# Solved: Can't find 'Wireless Network Connection" icon after reboot



## SanFran (Mar 9, 2009)

Hello, 
I have a Dell Inspiron 1520 with Windows XP Home operating system. There is a built in Dell Wireless 1395 802.11g Mini Card that came with the computer. I recently got a virus and had to reboot my computer. The problem is I can no longer find my wireless internet system. When I go to Control Panel>Internet Connections there isn't a "Wireless Internet Connection" option. 
The other thing is, I can't use the Wireless Internet Setup Wizard because I don't have my own wireless provider (I use my computer at school to connect to the free campus-wide wireless internet). 
Please Help.
Thanks!


----------



## Jason08 (Oct 13, 2008)

Have you tried repairing the connection from device manager?


----------



## JohnWill (Oct 19, 2002)

First, perform the following repair.

*TCP/IP stack repair options for use with Windows XP with SP2/SP3.*

*S*tart, *R*un, *CMD* to open a command prompt:

In the command prompt window that opens, type type the following commands:

_Note: Type only the text in bold for the following commands._

Reset TCP/IP stack to installation defaults, type: *netsh int ip reset reset.log*

Reset WINSOCK entries to installation defaults, type: *netsh winsock reset catalog*

Reboot the machine.

Next, I'd like to see this.

Hold the *Windows* key and press *R*, then type *devmgmt.msc*

Please respond to *all* the following steps.

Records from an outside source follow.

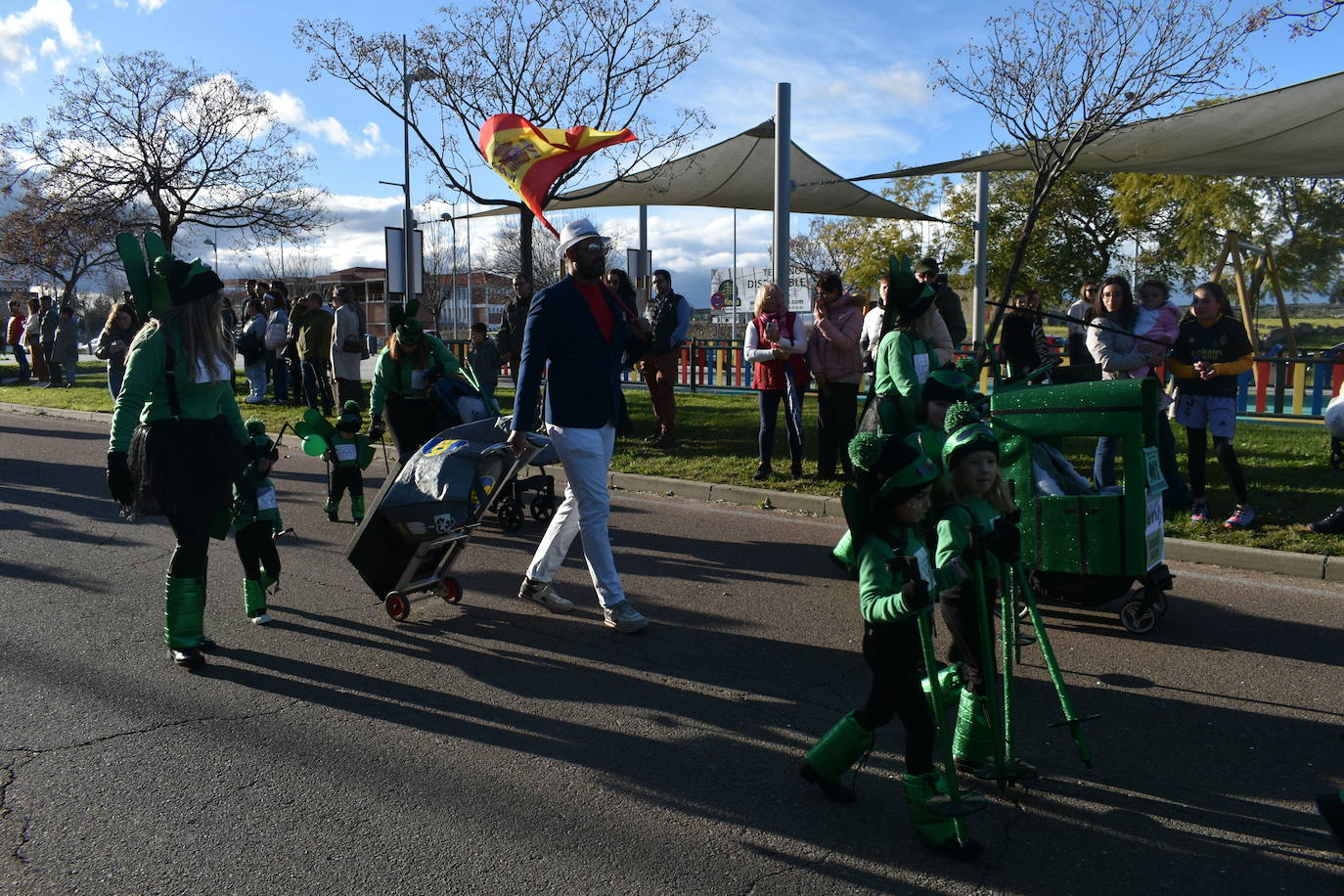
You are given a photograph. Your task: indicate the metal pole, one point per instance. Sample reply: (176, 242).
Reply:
(644, 276)
(977, 332)
(783, 187)
(408, 216)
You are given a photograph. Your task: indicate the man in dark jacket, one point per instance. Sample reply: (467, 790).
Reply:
(315, 345)
(586, 335)
(946, 299)
(510, 337)
(669, 316)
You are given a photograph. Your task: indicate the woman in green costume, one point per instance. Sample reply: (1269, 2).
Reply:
(406, 368)
(176, 438)
(894, 482)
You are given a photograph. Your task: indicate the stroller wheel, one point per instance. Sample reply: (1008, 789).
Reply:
(511, 515)
(397, 606)
(1138, 618)
(542, 508)
(452, 591)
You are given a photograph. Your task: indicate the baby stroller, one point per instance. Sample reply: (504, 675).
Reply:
(1086, 547)
(459, 402)
(423, 517)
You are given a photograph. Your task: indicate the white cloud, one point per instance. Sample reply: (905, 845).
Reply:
(19, 29)
(291, 111)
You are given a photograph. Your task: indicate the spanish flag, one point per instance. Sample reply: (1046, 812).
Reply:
(531, 158)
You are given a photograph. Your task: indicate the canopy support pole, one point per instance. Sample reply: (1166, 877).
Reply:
(783, 141)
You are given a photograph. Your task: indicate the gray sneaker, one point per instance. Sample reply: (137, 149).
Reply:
(545, 594)
(624, 617)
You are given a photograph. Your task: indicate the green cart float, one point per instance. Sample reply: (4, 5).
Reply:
(1080, 546)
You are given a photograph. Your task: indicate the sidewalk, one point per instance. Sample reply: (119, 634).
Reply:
(1307, 565)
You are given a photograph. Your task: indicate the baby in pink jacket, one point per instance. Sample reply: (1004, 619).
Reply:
(1157, 319)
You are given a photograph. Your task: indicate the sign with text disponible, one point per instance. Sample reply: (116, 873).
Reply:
(743, 288)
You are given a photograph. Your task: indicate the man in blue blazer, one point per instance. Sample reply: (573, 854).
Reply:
(586, 335)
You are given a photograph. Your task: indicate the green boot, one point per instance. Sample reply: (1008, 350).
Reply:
(930, 828)
(254, 602)
(973, 743)
(830, 756)
(184, 608)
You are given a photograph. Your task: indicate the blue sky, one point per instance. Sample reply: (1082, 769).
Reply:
(859, 72)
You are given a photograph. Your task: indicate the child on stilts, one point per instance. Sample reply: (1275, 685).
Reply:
(257, 522)
(883, 510)
(974, 497)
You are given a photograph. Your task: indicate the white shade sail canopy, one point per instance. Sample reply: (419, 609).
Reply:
(1290, 132)
(734, 173)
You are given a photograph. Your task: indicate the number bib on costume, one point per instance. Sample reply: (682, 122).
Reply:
(920, 371)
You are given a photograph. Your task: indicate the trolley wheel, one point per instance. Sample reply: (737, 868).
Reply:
(397, 605)
(511, 515)
(450, 590)
(542, 508)
(1138, 618)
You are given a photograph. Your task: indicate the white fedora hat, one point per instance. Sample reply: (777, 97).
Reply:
(577, 231)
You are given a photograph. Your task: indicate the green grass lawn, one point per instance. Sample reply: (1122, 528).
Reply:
(1286, 465)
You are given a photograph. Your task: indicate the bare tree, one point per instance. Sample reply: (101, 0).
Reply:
(553, 62)
(45, 234)
(1058, 76)
(180, 146)
(1312, 18)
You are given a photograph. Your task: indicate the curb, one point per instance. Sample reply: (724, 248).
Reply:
(1305, 565)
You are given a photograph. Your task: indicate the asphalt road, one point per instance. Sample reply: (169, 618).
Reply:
(491, 747)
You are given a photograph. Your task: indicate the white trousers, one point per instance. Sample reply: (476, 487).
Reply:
(586, 456)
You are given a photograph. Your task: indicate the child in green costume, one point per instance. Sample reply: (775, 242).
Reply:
(349, 453)
(176, 431)
(257, 522)
(883, 511)
(974, 495)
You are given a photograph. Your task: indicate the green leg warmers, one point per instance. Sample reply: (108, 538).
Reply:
(930, 828)
(973, 741)
(839, 748)
(254, 598)
(184, 608)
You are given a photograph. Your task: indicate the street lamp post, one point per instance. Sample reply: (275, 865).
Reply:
(452, 220)
(408, 216)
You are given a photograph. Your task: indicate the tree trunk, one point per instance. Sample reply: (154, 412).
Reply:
(524, 244)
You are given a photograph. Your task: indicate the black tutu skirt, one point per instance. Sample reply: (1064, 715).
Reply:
(176, 463)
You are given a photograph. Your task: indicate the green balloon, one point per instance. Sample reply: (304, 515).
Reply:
(315, 446)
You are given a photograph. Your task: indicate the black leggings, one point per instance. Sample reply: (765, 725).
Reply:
(191, 522)
(257, 550)
(1226, 458)
(891, 650)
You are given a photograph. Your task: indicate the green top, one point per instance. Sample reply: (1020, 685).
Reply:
(394, 378)
(955, 538)
(879, 589)
(202, 394)
(904, 364)
(254, 500)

Under *Network adapters*, please tell me all the devices listed. 
Are there any devices under *Network adapters* that have a red x displayed?
Also, are there any devices anywhere in the *Device Manager* display with yellow *?* or *!* displayed?

Let's see this as well.

Hold the *Windows* key and press *R*, then type *CMD* to open a command prompt:

In the command prompt window that opens, type type the following command:

_Note that there is a space before the /ALL, but there is *NOT* a space after the / in the following command._

IPCONFIG /ALL

Right click in the command window and choose *Select All*, then hit *Enter* to copy the contents to the clipboard.
Paste the results in a message here.

If you are on a machine with no network connection, use a floppy, USB disk, or a CD-RW disk to transfer a text file with the information to allow pasting it here.


----------



## SanFran (Mar 9, 2009)

1. Network Adapters
~1394 Net Adapter
~Broadcom 440x 10/100 Integrated Controller

2. No devices under Network Adapters have a red x.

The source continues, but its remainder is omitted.